2. Un polipéptido NNT-1, que
tiene la actividad biológica de estimular el crecimiento de neuronas
motoras o simpáticas, que es el polipéptido de la SEQ ID NO:2 o
NO:5, o un fragmento del polipéptido que tiene dicha actividad
biológica.
3. Un polipéptido NNT-1 según la
reivindicación 2, que no posee una metionina de aminoácido
terminal.
4. Un polipéptido NNT-1 según la
reivindicación 2, que posee además una metionina de aminoácido
terminal.
5. Un anticuerpo aislado y purificado, o su
fragmento, que se une de modo específico a un polipéptido que tiene
la actividad biológica de estimular el crecimiento de neuronas
motoras o simpáticas, seleccionándose el polipéptido de
(a) el polipéptido de la SEQ ID NO:2 o NO:5,
o
(b) el polipéptido que consiste en los
aminoácidos 1-198 de la SEQ ID NO:2 o NO:5.

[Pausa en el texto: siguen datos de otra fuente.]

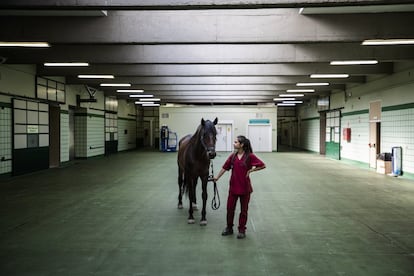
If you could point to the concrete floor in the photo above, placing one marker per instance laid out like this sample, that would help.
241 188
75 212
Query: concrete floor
117 215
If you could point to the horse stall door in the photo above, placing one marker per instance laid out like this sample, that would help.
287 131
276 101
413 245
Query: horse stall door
224 137
260 137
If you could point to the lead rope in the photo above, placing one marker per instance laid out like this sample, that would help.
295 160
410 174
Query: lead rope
215 203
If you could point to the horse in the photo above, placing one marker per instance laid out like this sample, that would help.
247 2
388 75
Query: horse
193 159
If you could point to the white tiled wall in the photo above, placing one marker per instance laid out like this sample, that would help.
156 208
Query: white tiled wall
5 140
397 130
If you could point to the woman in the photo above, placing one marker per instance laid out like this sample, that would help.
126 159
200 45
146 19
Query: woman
242 162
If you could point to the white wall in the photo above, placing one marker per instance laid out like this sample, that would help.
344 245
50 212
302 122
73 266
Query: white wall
185 120
397 117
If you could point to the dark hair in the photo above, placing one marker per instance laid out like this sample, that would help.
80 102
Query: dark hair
247 147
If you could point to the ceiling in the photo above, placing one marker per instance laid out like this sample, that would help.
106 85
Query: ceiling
209 52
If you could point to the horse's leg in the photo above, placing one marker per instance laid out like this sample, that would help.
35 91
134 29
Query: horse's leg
195 207
203 220
191 199
180 189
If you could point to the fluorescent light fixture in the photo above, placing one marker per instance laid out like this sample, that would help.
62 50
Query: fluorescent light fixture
300 90
286 104
333 76
130 90
370 42
353 62
312 83
115 84
96 76
58 64
284 99
141 96
149 99
291 95
24 44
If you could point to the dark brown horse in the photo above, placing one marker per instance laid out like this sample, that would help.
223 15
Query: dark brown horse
194 154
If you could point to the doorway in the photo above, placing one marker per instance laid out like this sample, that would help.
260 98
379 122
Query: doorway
54 136
260 137
71 133
224 137
374 132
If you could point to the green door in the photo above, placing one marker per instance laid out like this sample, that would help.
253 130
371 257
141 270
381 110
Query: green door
333 137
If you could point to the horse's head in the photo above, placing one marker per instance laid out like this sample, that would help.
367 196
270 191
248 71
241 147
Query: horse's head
208 137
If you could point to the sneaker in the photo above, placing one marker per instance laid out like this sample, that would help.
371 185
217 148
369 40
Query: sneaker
241 235
227 231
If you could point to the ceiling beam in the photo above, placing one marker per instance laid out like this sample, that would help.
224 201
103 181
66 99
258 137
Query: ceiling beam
208 53
276 69
212 26
182 4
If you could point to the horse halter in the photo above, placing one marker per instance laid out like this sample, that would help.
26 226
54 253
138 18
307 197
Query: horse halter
211 151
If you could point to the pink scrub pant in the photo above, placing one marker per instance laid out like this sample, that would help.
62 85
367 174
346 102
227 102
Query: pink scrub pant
231 207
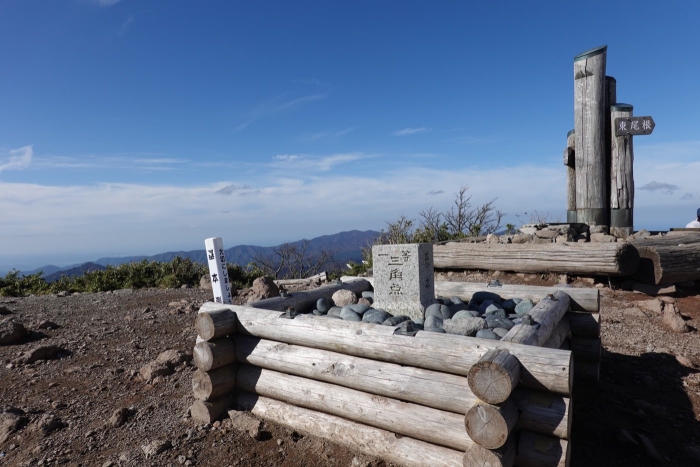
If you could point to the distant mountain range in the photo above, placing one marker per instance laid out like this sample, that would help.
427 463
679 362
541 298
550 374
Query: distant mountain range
345 247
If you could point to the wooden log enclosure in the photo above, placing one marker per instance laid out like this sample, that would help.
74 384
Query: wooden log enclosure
670 258
581 299
590 108
614 259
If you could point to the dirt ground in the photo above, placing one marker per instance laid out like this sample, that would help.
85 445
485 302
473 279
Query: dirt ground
87 405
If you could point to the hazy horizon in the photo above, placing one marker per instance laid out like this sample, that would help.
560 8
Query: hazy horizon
135 128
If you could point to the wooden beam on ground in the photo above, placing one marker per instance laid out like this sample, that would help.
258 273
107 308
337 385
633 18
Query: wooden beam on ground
419 422
668 259
541 368
425 387
384 444
612 259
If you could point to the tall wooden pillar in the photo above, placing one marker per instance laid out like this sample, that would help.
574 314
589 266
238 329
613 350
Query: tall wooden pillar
590 108
621 176
570 163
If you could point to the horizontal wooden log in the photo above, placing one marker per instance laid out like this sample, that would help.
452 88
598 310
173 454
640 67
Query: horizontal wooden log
668 259
538 450
494 376
215 323
584 324
581 299
541 368
384 444
306 301
210 355
425 387
423 423
546 314
210 385
543 412
209 411
613 259
478 456
586 348
490 425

6. Un anticuerpo aislado y purificado, o su
fragmento, según la reivindicación 5, en el que dicho anticuerpo es
un anticuerpo monoclonal o su fragmento.
7. Una molécula de ácido nucleico aislada que
codifica un polipéptido, en el que dicho polipéptido tiene la
actividad biologica de estimular el crecimiento de neuronas motoras
o simpáticas, seleccionado de
(a) la molécula de ácido nucleico de la SEQ ID
NO:1;
(b) la molécula de ácido nucleico de la SEQ ID
NO:3;
(c) la molécula de ácido nucleico de la SEQ ID
NO:4;
(d) una molécula de ácido nucleico que codifica
un polipéptido que consiste en los aminoácidos -27 a 198, o 1 a 198
de la SEQ ID NO:2 o NO:5;
(e) una molécula de ácido nucleico que codifica
un polipéptido que es al menos 70% idéntico al polipéptido de (d)
anterior; y
(f) una molécula de ácido nucleico que codifica
un fragmento de un polipéptido de (d) o (e) anterior, en el que
dicho fragmento de polipéptido tiene dicha actividad biológica.
8. Una molécula de ácido nucleico aislada de la
SEQ ID NO:1.
9. Una molécula de ácido nucleico aislada de la
SEQ ID NO:3.
10. Una molécula de ácido nucleico aislada que
codifica el polipéptido de la SEQ ID NO:2.
11. Una molécula de ácido nucleico aislada que
codifica los aminoácidos 1-198 de la SEQ ID
NO:2.
12. Un vector que comprende una molécula de ácido
nucleico de una cualquiera de las reivindicaciones 7 a 11.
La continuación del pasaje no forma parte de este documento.